William Vroom was one of seven people to speak during a public consultation on the 2015 budget.

Public provides input on proposed 2015 budget

A small crowd of about 25 people attend Mission's budget meeting on Tuesday night.

Policing and the associated cost of adding three new RCMP officers was one of the main points of discussion at Tuesday night’s budget consultation meeting held in Mission council chambers.

A small crowd of about 25 people came out to hear the proposed 2015 budget – which currently includes a tax increase anywhere from 0.65 to 2.5 per cent – and ask questions of councillors and staff.

“I think it is possible for council to live within their means without having to raise current taxes,” said William Vroom.

He indicated he was in favour of increasing the number of RCMP officers, but felt adding one would be sufficient.

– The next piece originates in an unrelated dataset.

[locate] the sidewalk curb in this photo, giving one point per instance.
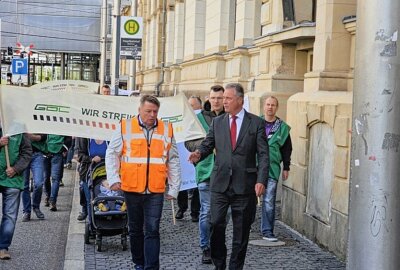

Others felt no increase was needed.

“They’ll need as much money as you’re willing to feed them,” said former Mission councillor Jeff Jewell, adding that the previous council challenged the RCMP to work with the staff it had.

“There is no amount of money you can throw at crime prevention to make it go away,” added Jewell.

He also noted that these are still “very distressed” economic times and it is not the time for “visionary expenditures.”

Mission Mayor Randy Hawes said the district hasn’t hired one policeman in over 10 years and stood by the decision to add more officers.

The new Mounties will cost the city approximately $405,000.

Other issues raised by the public included the need for a proposed discretionary fund (about $500,000) for unforeseen budget issues, the hiring of a part-time employee during tax season, the need to invest $200,000 for a new skate park and the hiring of a second assistant fire chief.

Council will now review the public comments and those made on the online survey (at mission.ca/budget) before attempting to finalize the budget.

“There is almost certainly going to be some more things that are going to be put in the budget so I’m suspecting the final tax rate is going to be somewhere between 2.5 and 0.65 per cent. But where it lands is frankly up to you,” Hawes told the crowd.

If council does allow a 2.5 per cent tax hike, it will cost the average homeowner about $45 more each year.